Ingest node before the crash:

Master log: https://www.dropbox.com/s/vro7yls5mmfmu0u/master.log?dl=0
Ingest Log: https://www.dropbox.com/s/6trmcp5r0beulxa/ingest.log?dl=0


(Adrien Grand) #2

The fact that master and ingest nodes have the problem but not data nodes suggests that the issue might be related to the size of your cluster state. Maybe you have many indexes / shards / fields? What is the size of the output of GET /_cluster/state?


(None) #3

@jpountz

Hi, 800 indexes and 8000 shards give or take. The state is about 720KB

I should also add it's daily indexes, but most are small.

Out of the 800...

  • 60 are between 1 to 3 million documents.
  • 100 are between 100K to 900K documents.
  • The rest are bellow 100K documents.

(Mark Walkom) #4

You have too many shards, look to use _shrink on older ones and reduce the count or switch to weekly/monthly indices.


(None) #5

And if I want to keep that many say daily but maximum a year? Do I just increase the master ram to 30gb or add more nodes?

Can I have older indexes as monthly and the newer ones as daily? How will the date math work if we can do this?


(Mark Walkom) #6

Given your index size, keeping a year's worth of indices (plus that last month) around isn't going to be worth keeping daily with that shard count.


(None) #7

So can I take old ones make them monthly and new ones daily? Will Kibana date math work on both?


(Christian Dahlqvist) #8

Switching from daily to monthly requires reindexing, so it is better if you switch to monthly indices for all data. Kibana does not use date math based on index names any longer, so that is not a problem.


(None) #9

Ok. Thanks.


(None) #10

Ok I will reindex but I have to phase it obviously. So I will do older ones first to monthly and then the newer ones eventually.


(None) #11

On monthly indexes we cannot do daily backups though can we?


(Mark Walkom) #12

Sure you can.


(None) #13

@warkolm

Cool so reading the docs... Snapshots only store the changed files correct? So if a monthly index has NOT changed in 31 days and we took 31 snapshots the snapshot repo would remain the same size and NOT have grown right?


(Mark Walkom) #14

More than likely.

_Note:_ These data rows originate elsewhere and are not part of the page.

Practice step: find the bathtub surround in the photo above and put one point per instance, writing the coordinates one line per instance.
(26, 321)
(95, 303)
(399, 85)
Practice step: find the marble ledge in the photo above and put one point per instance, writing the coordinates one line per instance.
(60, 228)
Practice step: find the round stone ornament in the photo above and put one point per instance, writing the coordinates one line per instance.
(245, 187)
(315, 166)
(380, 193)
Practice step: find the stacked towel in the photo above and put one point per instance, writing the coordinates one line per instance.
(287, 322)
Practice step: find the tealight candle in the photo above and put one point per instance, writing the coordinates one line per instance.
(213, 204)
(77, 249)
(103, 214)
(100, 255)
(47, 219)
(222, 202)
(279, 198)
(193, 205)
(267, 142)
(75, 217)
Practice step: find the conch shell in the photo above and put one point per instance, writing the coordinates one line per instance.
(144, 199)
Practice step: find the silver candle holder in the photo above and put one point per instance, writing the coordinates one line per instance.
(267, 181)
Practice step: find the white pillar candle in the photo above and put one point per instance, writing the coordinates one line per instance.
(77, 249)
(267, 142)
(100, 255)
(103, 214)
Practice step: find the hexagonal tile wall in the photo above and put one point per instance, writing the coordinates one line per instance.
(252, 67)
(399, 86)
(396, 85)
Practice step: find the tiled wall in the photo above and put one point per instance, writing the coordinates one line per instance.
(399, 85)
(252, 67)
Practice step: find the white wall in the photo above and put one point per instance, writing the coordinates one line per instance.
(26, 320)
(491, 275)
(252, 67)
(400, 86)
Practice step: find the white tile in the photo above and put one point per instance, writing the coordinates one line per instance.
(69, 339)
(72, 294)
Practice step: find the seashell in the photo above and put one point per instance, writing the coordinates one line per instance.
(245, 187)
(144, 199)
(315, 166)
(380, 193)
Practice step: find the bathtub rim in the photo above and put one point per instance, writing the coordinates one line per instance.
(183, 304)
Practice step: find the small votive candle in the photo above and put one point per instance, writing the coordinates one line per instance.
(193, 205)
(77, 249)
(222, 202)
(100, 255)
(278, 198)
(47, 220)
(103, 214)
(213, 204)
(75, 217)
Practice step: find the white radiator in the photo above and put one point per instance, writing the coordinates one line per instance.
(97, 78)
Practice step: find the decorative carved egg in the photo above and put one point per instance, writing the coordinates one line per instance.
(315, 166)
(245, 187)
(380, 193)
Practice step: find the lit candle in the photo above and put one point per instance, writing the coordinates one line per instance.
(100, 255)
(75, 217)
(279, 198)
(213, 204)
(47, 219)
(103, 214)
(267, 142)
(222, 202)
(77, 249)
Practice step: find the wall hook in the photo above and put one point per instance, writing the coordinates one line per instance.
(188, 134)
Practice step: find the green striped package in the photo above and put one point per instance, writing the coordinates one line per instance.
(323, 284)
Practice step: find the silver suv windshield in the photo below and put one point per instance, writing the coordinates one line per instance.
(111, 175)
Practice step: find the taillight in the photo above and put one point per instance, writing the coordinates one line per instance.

You can reduce the chance by running a forge merge once they have been written to.


(None) #15

Hi, so far it seems stable, thanks! I thought people were running with much more indexes?


(Mark Walkom) #16

Forget about the number of indices, it's the shards that matter.


(None) #17

Ok cool gotcha. So, 1 index with 5 shards is the same as 5 indexes with 1 shard each. And each shard is a Lucene index which takes up X amount of resources.


(Mark Walkom) #18

Exactly.


(system) #19

This topic was automatically closed 28 days after the last reply. New replies are no longer allowed.